Thrift Savings Program (TSP) participants will be able to contribute more money in 2018. Starting January 1, 2018, active duty service members, most reservists and government civilian employees will be able to contribute up to $18,500 a year into TSP accounts — a $500 increase from 2017. Individuals over 50 years old can also contribute an additional $6,000 a year in “catch-up” contributions for a total of $24,500.
TSP Fund Options
The TSP has 5 different investment fund options participants can contribute to:
- C Fund – S&P 500 index stocks
- S Fund – stocks of U.S. companies not included in the S&P 500 Index
- I Fund – international stocks
- F Fund – corporate bonds
- G Fund – US Treasury securities
In addition to these five fund options, there are also Lifecycle Funds (L Funds), which are comprised of differing fund mixes based on the participants expected retirement date. Currently the TSP offers the L2020, L2030, L2040, and L2050 funds, with each fund investment mix adjusted accordingly to match the expected retirement date. The TSP offers both conventional and Roth investment options.
New Blended Retirement Option in 2018
In January 2018 the Blended Retirement System (BRS) will begin for new service members. Current service members with less than 12 years active service will have the option of enrolling in the BRS.
All service members under the BRS will automatically be enrolled to contribute 3 percent of their base pay to the TSP, which can be changed at any time. BRS participants will also receive a TSP matching contribution of 1 percent of their base pay from the government.
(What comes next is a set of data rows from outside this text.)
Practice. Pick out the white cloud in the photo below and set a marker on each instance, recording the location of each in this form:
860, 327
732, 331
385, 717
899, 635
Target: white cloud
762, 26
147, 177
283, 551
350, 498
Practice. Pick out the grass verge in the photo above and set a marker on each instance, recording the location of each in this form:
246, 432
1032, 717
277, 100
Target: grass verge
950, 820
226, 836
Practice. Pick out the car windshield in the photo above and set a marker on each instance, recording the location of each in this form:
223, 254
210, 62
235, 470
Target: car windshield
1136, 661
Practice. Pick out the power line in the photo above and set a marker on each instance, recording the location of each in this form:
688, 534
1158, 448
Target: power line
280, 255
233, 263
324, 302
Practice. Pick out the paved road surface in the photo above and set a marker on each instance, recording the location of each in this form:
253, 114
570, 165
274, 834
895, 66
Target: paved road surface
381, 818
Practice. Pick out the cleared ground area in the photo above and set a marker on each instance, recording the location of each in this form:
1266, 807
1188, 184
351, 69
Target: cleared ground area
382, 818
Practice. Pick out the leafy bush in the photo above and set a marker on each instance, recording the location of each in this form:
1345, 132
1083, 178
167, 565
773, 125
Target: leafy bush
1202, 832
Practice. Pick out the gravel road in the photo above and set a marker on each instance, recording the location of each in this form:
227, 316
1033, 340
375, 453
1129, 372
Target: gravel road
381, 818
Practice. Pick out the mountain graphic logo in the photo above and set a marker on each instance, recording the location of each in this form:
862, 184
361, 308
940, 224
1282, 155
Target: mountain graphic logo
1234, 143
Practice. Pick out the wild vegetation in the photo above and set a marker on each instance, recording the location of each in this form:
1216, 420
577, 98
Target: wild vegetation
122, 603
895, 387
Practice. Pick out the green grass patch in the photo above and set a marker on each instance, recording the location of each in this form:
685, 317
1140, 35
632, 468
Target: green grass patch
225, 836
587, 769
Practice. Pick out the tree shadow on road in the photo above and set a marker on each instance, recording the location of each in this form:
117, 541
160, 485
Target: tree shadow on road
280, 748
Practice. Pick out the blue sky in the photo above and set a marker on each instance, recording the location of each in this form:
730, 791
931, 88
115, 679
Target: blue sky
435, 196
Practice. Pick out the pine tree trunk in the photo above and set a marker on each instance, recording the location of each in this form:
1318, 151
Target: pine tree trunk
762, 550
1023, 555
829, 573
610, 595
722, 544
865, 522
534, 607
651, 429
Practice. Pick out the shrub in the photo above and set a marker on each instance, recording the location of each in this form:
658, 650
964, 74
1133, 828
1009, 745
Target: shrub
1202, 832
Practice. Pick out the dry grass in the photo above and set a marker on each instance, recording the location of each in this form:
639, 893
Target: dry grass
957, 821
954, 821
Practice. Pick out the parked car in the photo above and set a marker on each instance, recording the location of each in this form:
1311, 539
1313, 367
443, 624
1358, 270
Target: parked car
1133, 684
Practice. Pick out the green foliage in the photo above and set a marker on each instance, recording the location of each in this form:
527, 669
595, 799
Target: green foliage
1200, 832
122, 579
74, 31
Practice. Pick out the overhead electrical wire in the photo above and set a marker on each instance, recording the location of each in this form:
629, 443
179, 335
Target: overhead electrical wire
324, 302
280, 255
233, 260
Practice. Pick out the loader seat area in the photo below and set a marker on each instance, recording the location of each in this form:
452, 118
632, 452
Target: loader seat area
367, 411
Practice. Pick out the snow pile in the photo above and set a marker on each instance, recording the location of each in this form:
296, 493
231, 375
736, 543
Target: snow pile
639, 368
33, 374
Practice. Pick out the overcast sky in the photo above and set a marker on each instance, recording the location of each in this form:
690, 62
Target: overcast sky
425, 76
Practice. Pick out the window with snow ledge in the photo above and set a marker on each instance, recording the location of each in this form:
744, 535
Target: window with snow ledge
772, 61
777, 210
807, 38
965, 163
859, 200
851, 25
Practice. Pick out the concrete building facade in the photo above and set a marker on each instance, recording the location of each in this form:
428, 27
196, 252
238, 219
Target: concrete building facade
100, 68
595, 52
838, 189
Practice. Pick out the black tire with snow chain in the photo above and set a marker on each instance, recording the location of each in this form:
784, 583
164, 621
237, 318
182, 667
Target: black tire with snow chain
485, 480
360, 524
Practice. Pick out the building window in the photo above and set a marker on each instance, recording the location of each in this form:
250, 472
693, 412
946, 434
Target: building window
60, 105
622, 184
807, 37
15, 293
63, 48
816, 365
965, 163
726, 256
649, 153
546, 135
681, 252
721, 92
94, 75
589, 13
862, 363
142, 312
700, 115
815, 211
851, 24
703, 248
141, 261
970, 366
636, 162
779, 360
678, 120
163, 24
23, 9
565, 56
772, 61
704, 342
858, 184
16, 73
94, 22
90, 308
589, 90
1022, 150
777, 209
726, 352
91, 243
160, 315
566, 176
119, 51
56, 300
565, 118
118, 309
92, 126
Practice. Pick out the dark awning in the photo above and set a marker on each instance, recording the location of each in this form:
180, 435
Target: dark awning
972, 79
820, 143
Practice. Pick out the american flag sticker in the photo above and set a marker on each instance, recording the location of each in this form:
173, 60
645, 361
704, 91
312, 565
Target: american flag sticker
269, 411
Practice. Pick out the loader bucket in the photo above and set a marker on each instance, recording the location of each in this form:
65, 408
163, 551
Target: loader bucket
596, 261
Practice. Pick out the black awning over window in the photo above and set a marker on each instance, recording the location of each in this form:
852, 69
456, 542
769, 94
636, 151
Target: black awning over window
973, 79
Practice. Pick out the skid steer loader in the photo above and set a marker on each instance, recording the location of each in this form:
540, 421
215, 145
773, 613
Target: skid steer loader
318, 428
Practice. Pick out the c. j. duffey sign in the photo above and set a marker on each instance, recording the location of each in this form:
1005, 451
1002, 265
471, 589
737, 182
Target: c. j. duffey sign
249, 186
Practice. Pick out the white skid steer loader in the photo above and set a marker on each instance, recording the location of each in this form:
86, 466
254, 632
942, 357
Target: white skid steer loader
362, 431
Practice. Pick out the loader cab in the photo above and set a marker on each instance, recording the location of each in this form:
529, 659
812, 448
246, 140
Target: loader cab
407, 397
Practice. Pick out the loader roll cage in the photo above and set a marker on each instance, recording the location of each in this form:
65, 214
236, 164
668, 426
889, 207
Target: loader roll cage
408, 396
After 2 years, the government’s matching contribution will go up to 5 percent of base pay. That means for a contribution of 5 percent or more of base pay to the TSP, the government will match up to 5 percent.
If you decide to leave the military before retirement, you can take the retirement account with you. You are limited on what you can do with your TSP money, usually you can’t take it out until retirement age unless you take out a loan against the account. You can also transfer your money out of the TSP and into a different qualified retirement plan. If you continue to work for the government after leaving the service you can continue putting money into the TSP account. If funds are withdrawn for any other reason there are potential tax penalties.